Train services will remain disrupted on Wednesday due to this week’s rail strike as talks have resumed to resolve the ongoing dispute over jobs, wages and conditions.
One of the five trains ran on Tuesday after the Rail, Maritime and Transport Union (RMT) members and 13 train operators on Network Rail (NR) staged the first three walkouts, with strikes on Thursday and Saturday.
Members of the RMT on the London Underground also went on strike on Tuesday.
The combined action caused travel chaos across Britain, with travel taking longer and roads crammed with traffic as people switched to cars or buses to go to work.
Chaos will continue on Wednesday as only 60% trains are running, mainly due to delay in starting of services signal and control room staff not doing overnight shifts.
In another attempt to break the impasse, the RMT will hold a meeting with NR and train companies on Wednesday.

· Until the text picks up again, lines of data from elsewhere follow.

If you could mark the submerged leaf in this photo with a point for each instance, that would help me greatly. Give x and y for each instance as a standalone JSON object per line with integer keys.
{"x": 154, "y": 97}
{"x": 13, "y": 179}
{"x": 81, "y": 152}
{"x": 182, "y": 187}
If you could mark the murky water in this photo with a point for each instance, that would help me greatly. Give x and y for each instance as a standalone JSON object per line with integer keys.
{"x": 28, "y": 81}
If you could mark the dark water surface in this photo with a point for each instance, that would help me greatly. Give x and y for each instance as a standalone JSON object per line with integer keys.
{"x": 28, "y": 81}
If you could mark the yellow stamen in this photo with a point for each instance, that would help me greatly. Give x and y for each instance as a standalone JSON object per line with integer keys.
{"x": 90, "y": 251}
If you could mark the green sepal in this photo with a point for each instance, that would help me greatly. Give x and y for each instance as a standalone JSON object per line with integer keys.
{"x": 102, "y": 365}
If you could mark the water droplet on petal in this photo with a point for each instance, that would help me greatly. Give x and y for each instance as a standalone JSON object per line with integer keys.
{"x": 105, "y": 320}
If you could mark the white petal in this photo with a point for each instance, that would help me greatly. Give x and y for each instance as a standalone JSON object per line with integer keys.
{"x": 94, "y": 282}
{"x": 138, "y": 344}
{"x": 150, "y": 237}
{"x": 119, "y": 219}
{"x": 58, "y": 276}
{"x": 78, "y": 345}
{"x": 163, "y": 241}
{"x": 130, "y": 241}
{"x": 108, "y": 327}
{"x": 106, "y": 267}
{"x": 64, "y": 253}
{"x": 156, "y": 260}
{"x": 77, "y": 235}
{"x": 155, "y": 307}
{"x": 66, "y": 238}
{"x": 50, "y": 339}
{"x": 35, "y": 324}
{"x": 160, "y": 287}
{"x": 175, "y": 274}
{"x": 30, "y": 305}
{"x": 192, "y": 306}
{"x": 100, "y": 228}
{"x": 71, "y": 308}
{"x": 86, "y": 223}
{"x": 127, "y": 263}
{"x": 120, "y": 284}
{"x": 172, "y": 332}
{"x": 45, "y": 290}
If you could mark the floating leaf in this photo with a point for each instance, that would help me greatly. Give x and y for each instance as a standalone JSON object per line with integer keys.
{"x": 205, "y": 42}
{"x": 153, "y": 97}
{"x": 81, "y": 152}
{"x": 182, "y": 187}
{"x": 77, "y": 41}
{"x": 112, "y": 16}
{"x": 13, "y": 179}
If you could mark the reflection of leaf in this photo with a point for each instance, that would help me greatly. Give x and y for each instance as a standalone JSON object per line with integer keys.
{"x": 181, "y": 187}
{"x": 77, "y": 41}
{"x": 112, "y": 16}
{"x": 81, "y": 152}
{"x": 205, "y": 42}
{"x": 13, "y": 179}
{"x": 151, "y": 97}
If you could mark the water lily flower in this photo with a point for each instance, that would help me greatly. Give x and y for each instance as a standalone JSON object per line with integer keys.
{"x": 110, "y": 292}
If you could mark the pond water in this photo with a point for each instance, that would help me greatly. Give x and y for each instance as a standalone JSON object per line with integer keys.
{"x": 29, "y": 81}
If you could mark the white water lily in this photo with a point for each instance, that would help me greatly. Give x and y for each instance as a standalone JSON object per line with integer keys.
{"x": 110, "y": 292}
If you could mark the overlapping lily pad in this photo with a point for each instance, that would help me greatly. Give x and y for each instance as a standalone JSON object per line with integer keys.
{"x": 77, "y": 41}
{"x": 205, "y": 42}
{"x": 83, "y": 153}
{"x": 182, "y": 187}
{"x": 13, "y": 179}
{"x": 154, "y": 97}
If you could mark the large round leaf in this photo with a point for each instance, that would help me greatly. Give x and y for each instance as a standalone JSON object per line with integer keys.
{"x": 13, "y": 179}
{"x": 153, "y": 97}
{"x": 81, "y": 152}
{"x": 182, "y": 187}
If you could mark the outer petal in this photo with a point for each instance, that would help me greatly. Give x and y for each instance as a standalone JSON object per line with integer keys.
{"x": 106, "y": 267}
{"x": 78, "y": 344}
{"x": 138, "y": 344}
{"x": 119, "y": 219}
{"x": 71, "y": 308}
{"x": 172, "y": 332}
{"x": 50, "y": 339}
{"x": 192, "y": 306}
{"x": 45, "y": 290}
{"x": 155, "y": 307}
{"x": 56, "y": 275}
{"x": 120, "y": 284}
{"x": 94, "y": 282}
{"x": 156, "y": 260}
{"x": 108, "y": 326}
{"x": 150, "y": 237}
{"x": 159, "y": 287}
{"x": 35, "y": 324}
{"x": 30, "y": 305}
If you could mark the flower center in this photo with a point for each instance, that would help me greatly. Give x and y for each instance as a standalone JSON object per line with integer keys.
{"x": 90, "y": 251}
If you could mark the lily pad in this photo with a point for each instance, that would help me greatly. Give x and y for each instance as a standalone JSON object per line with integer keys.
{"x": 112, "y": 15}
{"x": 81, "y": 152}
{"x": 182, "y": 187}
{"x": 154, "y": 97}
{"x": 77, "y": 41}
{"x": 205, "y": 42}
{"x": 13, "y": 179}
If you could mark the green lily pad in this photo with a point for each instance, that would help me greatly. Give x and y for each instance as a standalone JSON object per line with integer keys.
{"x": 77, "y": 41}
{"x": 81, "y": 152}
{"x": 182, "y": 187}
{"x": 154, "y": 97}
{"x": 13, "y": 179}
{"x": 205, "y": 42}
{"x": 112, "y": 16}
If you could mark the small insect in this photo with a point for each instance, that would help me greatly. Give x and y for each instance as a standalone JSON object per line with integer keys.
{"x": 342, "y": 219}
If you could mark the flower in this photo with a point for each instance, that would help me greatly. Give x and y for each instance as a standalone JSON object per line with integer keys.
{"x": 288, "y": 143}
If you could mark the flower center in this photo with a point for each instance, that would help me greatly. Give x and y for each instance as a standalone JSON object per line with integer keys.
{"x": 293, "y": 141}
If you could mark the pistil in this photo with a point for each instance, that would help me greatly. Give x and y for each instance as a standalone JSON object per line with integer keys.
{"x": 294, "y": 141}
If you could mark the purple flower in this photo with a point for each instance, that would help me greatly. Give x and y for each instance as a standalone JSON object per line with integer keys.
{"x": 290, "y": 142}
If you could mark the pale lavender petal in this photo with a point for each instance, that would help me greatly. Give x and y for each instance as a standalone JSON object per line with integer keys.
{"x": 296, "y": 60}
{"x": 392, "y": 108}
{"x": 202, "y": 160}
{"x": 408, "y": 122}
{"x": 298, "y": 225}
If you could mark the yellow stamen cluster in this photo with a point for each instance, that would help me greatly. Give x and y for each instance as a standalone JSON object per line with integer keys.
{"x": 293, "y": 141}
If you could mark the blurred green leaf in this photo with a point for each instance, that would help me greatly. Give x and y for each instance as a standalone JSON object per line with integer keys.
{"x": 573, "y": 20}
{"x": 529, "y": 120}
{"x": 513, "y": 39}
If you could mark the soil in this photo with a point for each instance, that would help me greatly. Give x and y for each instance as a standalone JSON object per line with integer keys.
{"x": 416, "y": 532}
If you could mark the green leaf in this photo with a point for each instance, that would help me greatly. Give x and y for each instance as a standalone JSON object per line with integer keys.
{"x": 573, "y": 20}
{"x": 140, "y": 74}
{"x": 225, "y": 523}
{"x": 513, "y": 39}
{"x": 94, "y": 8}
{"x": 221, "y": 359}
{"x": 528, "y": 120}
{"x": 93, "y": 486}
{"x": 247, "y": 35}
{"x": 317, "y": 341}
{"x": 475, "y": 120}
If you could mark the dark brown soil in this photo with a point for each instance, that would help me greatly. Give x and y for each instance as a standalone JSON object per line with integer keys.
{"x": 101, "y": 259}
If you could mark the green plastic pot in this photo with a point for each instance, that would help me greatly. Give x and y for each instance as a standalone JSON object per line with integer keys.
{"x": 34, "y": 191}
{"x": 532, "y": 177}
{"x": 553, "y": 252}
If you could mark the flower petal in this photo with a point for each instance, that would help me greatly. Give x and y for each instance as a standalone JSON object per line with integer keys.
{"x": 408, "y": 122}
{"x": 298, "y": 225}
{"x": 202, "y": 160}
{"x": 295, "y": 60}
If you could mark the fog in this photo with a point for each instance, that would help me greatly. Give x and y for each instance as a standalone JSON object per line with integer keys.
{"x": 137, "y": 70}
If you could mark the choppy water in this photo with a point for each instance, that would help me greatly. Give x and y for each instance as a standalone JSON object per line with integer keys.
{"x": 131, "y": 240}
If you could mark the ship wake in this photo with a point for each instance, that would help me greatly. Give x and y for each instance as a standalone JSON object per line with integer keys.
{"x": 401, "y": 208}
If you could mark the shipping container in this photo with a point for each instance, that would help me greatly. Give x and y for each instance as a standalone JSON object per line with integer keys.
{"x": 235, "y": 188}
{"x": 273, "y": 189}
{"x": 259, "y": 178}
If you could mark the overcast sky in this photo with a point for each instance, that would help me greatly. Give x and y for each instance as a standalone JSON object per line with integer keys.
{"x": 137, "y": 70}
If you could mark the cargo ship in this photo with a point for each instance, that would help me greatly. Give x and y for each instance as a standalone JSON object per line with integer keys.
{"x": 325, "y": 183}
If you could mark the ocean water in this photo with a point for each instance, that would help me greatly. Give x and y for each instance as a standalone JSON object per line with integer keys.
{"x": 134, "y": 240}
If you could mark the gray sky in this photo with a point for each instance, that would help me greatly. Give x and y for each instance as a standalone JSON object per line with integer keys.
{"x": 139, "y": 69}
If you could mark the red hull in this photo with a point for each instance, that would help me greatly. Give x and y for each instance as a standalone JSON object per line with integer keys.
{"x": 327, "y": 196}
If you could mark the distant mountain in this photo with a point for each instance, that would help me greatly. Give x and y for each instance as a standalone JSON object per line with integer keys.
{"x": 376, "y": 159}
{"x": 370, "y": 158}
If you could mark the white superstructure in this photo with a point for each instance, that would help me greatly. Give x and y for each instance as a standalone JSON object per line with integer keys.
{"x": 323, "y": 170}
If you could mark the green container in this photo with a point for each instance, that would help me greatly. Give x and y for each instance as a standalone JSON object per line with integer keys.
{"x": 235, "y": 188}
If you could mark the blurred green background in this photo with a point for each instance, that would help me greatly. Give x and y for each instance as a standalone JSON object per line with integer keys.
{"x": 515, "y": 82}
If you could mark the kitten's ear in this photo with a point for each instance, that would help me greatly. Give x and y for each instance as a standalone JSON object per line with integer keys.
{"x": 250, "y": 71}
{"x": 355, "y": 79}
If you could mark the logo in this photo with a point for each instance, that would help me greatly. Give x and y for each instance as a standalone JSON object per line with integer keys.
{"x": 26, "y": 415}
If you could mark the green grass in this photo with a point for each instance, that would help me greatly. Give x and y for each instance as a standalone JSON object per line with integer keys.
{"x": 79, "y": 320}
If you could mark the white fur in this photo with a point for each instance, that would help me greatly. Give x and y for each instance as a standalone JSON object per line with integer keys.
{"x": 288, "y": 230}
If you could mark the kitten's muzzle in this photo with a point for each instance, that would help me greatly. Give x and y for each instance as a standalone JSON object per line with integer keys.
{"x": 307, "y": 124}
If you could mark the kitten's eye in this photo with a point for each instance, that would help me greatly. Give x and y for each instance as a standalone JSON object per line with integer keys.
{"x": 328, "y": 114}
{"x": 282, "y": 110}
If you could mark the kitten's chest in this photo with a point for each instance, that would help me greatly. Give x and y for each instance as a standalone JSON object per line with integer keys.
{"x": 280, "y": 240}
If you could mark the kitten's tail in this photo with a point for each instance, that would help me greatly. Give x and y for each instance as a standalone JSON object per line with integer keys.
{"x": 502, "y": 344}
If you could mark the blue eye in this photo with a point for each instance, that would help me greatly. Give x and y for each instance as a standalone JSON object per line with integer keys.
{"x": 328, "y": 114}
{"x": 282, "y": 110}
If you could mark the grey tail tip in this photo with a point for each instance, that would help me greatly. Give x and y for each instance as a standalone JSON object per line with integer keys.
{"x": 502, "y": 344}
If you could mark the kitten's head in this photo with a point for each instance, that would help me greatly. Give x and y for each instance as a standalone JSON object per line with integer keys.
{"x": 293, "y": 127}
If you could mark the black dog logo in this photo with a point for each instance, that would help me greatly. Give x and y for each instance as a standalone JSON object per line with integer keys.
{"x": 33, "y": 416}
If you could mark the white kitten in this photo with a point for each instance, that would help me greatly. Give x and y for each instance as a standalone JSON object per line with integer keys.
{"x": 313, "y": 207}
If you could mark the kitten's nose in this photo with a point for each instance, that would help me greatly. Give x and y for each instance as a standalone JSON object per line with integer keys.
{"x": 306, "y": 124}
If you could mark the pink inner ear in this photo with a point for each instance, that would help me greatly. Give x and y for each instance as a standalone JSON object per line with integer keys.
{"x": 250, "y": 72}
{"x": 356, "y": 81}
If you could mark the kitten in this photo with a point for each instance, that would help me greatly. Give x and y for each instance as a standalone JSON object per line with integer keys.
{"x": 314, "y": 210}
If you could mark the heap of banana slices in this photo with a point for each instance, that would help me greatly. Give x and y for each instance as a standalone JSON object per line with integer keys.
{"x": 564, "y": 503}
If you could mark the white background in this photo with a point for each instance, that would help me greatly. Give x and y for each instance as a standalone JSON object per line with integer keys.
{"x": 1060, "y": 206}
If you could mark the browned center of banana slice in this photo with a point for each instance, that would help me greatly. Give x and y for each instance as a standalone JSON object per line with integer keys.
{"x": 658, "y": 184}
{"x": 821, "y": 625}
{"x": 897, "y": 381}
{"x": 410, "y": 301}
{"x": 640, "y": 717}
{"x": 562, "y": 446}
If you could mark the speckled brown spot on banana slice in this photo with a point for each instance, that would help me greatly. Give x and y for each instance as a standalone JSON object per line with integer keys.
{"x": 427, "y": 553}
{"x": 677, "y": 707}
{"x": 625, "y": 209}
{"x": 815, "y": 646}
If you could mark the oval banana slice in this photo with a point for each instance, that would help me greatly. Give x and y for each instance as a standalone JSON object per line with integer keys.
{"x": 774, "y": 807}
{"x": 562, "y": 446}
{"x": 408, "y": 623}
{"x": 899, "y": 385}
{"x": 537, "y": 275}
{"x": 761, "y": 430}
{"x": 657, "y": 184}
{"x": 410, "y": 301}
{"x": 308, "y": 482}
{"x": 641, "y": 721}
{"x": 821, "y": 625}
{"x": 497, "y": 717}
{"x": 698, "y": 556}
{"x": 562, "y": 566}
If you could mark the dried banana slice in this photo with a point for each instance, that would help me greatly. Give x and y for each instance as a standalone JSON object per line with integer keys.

RMT Secretary General Mick Lynch said Tuesday’s turnout at the picket lines was “fantastic” and exceeded expectations in the union’s campaign for job security, salvage conditions and a decent wage increase.
RMT Secretary General Mick Lynch at a picket line outside King’s Cross (Stephen Russo/PA)
He said: “Our members will continue the campaign and have shown excellent unity in attempting to resolve this dispute.
“RMT members are paving the way for all workers in this country who are sick and tired of slashing their wages and conditions with a mix of huge business benefits and government policy.
“Now is the time for every single railway worker to stand up and fight in this dispute that we will win.”
A spokesman for the Transport Department said: “These are much-needed reforms that modernize the railways and keep it at a sustainable level for commuters and taxpayers.
“Unions have shut down large parts of the rail network, affecting local businesses and unfairly cutting people off from hospitals, schools and work.
“However, preliminary data suggests that unlike before, many people now have the opportunity to work from home, so we are in no rush to take to the streets, as traffic has gone online, which means unions has not got. The overall effect they would have expected. ,
The union has been asked by Network Rail to participate in formal consultation talks on the introduction of “modern working practices” next month.
Network Rail executive Tim Schowler said the changes would mean “dumping old working practices and introducing new technology”.
He added: “We expect this to reduce roles by about 1,800, much of which will be lost through voluntary severance and natural wastage.”
According to an opinion poll, a majority of adults believe rail strikes are justified.
A survey of over 2,300 people by Savanta Comres showed that 58% said industrial action was justified.
Young adults aged 18-34 (72%) and Labor voters (79%) were more likely to consider strikes fair than their older, 55+ age-group, (44%) and Conservative-voting (38%) counterparts. There was a possibility.
Of those five surveyed, three said they were generally supportive of the industrial action theory, while only 35% were generally opposed.
Prime Minister Boris Johnson gave notice to the public for further strike action as Downing Street said it would “not give in” to the demands of rail unions.
Mr Johnson warned passengers that they must be prepared to “definitely stay” and urged railroad owners and unions to agree a modernization package to safeguard the future of the industry.